Jack Welch & the “Bottom 10%”
When he was CEO of GE, Jack Welch was famous for firing the “bottom 10%” of performers each year. (The theory is that filtering to keep the “top 90%” — especially as an organization iterates each year — keeps the average quality of the retained employees up.)
Indeed, MBAs worshipping at the Jack Welch altar are always eager to follow his lead and be quick with stack-ranking and pink slips (the infamous “rank-n-yank”).
To my eyes that’s always been a little hard-hearted.
And hard-heartedness aside, the 90% of the workforce who didn’t get fired is still aware that all it takes is one year — one year when you’re distracted by homefront issues, or one year when all your teammates perform extra well, or one year when your manager has got it in for you — and you end up on the chopping block.
It can be tough to work at your best when you’re working in fear.
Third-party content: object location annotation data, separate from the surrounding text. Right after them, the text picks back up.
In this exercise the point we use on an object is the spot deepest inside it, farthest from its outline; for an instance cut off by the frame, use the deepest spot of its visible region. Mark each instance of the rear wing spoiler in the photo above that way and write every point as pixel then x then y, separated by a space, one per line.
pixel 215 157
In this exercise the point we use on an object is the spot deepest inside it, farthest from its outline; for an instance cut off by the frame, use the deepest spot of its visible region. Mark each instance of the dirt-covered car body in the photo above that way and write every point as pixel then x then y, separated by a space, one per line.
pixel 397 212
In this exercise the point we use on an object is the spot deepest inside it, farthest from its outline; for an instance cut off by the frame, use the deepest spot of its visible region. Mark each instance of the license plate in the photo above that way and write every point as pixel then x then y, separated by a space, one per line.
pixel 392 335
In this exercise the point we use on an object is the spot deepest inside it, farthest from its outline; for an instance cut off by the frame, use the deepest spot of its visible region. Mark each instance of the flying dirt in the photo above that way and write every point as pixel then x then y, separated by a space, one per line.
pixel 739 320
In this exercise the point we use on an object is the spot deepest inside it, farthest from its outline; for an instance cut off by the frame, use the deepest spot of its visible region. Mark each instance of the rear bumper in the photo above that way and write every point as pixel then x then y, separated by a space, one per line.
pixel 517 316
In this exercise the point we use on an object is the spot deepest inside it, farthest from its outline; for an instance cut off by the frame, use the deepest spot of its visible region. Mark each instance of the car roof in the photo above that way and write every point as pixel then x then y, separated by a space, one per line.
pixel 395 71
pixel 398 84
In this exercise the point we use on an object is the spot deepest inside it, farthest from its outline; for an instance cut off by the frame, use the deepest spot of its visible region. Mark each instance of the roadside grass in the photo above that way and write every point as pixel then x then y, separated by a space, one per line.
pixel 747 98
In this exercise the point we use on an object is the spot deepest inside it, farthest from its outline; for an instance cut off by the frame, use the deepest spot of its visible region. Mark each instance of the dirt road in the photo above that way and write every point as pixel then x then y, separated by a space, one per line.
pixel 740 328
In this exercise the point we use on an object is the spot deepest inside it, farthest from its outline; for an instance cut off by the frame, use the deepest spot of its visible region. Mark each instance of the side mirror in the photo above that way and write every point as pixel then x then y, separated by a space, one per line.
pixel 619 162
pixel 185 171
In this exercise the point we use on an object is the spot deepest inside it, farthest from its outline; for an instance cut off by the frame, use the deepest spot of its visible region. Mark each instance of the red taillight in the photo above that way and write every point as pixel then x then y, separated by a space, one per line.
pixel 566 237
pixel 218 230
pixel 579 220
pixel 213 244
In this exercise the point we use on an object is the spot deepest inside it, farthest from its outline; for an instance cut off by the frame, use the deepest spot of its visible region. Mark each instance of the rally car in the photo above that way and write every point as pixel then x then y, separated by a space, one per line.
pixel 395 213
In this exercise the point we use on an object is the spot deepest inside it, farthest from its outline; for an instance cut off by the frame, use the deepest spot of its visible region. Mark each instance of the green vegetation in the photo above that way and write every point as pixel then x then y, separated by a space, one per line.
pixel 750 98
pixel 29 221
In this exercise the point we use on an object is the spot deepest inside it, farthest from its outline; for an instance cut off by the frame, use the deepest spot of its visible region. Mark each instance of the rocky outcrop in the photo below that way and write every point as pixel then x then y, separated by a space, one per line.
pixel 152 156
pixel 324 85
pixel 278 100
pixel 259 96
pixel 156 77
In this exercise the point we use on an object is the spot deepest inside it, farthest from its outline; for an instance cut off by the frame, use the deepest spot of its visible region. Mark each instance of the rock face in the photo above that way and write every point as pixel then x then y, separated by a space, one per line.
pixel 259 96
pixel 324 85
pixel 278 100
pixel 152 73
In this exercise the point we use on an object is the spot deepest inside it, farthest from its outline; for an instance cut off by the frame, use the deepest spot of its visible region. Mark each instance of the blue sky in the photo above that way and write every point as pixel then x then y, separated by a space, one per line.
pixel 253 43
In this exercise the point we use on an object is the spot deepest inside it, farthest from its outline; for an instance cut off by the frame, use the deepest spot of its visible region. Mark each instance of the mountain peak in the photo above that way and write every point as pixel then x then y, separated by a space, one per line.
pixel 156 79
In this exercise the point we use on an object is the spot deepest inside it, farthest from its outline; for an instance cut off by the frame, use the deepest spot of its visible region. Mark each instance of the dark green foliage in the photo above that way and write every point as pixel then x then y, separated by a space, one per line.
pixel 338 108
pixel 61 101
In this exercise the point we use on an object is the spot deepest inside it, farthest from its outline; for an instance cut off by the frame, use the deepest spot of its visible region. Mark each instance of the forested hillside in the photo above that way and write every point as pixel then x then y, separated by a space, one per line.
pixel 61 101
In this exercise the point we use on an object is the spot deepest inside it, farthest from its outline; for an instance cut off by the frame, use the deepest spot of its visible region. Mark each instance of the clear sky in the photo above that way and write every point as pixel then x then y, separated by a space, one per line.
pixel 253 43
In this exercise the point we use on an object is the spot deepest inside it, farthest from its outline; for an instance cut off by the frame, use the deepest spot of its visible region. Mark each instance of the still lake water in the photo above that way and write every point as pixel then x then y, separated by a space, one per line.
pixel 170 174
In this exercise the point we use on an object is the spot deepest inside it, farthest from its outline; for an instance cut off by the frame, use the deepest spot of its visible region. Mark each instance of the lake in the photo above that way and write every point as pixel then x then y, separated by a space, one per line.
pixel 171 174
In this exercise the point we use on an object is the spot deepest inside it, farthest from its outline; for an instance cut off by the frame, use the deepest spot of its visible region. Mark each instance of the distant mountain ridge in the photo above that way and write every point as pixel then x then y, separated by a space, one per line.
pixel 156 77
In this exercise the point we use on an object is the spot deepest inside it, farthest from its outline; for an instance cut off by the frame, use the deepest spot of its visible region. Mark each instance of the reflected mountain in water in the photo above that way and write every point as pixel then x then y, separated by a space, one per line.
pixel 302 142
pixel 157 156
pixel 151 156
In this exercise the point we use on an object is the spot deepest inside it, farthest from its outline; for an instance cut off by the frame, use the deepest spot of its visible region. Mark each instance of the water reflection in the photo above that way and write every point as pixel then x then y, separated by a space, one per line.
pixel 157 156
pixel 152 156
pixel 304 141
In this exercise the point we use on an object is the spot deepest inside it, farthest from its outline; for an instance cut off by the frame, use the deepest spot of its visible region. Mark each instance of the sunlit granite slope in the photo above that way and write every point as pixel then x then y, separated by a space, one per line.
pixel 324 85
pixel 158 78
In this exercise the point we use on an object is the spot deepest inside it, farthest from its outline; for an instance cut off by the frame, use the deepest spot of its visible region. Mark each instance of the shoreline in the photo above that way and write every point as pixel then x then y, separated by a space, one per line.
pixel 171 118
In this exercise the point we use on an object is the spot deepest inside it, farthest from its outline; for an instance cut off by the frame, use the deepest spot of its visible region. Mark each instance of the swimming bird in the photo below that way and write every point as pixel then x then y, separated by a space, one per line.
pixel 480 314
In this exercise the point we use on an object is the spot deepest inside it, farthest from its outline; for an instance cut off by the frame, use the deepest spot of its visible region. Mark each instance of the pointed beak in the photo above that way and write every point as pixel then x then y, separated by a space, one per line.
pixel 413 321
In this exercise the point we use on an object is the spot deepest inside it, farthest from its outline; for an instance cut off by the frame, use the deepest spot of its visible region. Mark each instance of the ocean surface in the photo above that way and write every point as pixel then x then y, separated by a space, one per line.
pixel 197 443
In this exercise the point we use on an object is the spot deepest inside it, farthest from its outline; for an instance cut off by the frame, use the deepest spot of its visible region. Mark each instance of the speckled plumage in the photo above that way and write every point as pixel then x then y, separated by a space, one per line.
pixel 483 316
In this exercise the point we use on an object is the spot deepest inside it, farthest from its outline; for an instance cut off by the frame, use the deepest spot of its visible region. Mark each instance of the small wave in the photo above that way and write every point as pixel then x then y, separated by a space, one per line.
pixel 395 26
This is the unacknowledged price of following Welch’s guidance.
Anyway.
Covid & the “Least Collaborative 2%”
Companies that require covid vaccinations for employees will experience an interesting twist on Jack Welch’s theory. I’m imagining a roomful of bean-counting MBAs saying “let’s fire the least collaborative 2% of employees” but instead of managers picking the sacrificial employees, the least cooperative co-workers will self-select their way out of a job, niftily letting the remaining 98% sidestep the sword of Damocles that’s the hazard of the traditional Welch formula.
I’m not saying this is all a good thing or a bad thing. (From the corporate management side: on the one hand, if companies could find ways to flexibly accommodate everyone while mitigating covid that’s great; on the other hand, business owners don’t want their employees to spread disease to customers. And nobody, management or labor, wants to share office space with Typhoid Mary.) But whatevs. Let’s focus on the silver lining that we’re getting a natural experiment here, and economists love natural experiments.
Self-Welching
In five years, or in two years, or in one year: will organizations that have fired vaccine refuseniks be more collaborative and healthy since the remaining workers have been self-filtered to include better team players?
Will the Welch doctrine’s presumed productivity improvements carry over into workplace improvements once retention is biased towards more team-oriented people?
Will “self-Welching” antivaxxers end up improving their former organizations’ effectiveness?